In fact it predicted the number of transactions would continue falling into 2018, with 1.15m forecast for that year.

CML director general Paul Smee said: “Overall, the mortgage market remains resilient but is likely to plateau rather than grow much for the next couple of years. 

“Gross lending is likely to hover around the £250 billion mark in 2016, 2017 and 2018.

“Property transactions look set to drift down slightly, although we do not expect house prices to fall, and net lending seems unlikely to get above £30bn next year.”

Despite this, Mr Smee said the housing market is relatively well insulated from direct Brexit effects as most activity is driven domestically, but he warned it is not immune from more general economic uncertainty.

He said: “We expect any modest strengthening in home-owner lending to be rather offset by a less active house purchase market in buy-to-let, as both tax and regulatory changes bite on landlords.”

The CML predicted the UK’s shortage of housing would not be addressed, with any increase in construction offset by fewer home-owners putting their houses on the market.

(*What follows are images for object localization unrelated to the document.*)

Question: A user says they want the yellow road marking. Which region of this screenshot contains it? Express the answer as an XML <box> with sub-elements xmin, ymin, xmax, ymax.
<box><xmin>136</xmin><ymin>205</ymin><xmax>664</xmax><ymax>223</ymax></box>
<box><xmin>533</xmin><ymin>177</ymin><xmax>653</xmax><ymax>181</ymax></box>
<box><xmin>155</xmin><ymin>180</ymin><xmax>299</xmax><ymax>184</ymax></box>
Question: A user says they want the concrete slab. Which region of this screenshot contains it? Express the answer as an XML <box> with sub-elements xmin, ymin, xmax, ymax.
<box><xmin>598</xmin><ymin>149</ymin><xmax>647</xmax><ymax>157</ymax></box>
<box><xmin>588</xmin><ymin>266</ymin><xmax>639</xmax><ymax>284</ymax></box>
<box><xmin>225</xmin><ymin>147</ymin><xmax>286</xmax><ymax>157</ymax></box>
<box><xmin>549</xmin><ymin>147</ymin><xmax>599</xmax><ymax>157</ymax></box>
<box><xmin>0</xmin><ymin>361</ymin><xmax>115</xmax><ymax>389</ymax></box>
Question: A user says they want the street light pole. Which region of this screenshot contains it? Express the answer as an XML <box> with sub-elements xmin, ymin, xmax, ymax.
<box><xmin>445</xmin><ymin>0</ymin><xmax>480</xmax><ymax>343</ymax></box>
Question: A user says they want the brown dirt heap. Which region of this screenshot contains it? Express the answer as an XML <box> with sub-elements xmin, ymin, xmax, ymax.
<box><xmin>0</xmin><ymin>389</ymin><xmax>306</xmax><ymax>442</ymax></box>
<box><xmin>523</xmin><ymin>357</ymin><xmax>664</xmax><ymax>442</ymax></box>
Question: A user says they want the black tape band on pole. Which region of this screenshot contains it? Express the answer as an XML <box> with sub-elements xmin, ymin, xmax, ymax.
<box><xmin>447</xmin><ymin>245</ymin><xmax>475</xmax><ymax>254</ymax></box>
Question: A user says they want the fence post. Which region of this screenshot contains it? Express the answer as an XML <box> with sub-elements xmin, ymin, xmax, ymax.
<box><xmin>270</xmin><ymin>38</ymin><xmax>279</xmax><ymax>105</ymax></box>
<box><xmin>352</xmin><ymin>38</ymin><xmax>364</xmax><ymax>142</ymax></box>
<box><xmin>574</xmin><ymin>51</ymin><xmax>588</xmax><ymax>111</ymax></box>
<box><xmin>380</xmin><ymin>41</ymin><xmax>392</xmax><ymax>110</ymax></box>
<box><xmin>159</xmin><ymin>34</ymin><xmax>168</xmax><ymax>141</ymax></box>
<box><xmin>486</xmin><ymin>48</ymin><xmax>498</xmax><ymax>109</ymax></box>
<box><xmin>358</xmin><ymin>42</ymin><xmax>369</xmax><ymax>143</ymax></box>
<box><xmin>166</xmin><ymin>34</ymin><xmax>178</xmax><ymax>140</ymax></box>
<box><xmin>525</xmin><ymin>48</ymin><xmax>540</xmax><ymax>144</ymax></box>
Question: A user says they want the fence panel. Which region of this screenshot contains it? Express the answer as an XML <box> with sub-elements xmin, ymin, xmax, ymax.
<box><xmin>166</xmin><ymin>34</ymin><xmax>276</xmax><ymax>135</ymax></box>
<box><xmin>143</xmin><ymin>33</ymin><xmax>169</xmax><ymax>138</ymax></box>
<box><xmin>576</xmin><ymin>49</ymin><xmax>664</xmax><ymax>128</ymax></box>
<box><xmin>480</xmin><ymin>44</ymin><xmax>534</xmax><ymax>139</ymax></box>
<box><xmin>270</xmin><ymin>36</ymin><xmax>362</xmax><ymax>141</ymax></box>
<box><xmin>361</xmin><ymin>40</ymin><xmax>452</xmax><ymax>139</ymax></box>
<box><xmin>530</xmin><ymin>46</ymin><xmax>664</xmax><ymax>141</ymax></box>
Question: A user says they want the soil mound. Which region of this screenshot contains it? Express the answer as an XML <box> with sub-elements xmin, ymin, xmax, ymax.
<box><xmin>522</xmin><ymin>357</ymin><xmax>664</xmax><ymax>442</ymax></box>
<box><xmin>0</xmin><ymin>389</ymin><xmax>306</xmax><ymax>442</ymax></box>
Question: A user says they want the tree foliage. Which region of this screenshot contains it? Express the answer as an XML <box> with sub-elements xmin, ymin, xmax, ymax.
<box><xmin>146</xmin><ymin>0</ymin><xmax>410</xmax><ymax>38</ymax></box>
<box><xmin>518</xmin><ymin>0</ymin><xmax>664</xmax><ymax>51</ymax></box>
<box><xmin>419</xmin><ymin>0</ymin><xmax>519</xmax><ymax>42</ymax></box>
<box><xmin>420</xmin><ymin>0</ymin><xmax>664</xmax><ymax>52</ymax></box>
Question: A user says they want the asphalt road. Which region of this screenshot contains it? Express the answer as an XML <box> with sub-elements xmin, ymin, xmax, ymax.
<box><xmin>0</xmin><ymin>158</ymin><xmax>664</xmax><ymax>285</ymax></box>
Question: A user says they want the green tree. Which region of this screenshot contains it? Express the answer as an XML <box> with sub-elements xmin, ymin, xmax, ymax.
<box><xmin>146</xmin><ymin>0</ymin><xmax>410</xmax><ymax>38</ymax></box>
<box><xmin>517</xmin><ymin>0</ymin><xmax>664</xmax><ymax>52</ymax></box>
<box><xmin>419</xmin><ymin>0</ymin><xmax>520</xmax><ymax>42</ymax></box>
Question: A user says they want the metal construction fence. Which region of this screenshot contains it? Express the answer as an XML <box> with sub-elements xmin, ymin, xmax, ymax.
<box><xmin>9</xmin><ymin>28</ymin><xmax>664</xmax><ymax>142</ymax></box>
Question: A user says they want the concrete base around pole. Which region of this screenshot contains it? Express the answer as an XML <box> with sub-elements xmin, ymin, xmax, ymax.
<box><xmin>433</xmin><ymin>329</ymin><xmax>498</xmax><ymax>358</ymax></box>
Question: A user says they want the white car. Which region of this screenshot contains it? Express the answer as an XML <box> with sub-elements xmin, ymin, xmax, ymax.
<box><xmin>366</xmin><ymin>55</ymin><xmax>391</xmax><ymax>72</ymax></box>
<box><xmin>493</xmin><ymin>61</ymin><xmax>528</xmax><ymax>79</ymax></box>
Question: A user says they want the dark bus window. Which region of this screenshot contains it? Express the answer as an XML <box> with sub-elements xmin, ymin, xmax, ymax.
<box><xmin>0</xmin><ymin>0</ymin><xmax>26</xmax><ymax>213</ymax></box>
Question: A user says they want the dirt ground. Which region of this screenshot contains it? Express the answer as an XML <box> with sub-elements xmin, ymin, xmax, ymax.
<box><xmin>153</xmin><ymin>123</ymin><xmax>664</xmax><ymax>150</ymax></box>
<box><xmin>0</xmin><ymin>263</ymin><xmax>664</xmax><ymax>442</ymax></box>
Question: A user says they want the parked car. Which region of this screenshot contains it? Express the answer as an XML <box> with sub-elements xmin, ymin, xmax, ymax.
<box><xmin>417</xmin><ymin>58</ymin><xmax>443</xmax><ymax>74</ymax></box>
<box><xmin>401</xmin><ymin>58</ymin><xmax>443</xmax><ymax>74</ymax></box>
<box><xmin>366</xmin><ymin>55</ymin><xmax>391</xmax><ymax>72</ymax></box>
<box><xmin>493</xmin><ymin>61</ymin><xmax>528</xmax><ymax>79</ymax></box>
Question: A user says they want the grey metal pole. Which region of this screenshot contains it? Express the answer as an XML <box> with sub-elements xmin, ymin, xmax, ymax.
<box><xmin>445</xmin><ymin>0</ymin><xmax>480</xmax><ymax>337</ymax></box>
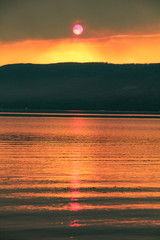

It has also published its gross lending figures for November, which were £21bn – up by 3 per cent on October and on the year before.

Jonathan Harris, director of mortgage broker Anderson Harris, said: "2016 has been a tricky year with challenges presented by high stamp duty costs and the referendum outcome, and uncertainty will continue into next year, coupled with the impending changes to mortgage interest tax relief for landlords which will have a negative impact on buy-to-let.

"It is hard to see any movement in interest rates and mortgage rates are likely to be fairly settled as well.

"We do not expect them to rise significantly next year - while economic news will impact Swap rate movements from time to time pushing up the cost of borrowing, overall we expect the mortgage market to tick along much as it has.

"Borrowers will continue to need good independent mortgage advice, particularly landlords as tax changes come in from April.

"The challenger banks will provide a vital role, supplying the most innovative products, assisting those who are particularly struggling to get funding, such as the self-employed, older borrowers and first-time buyers."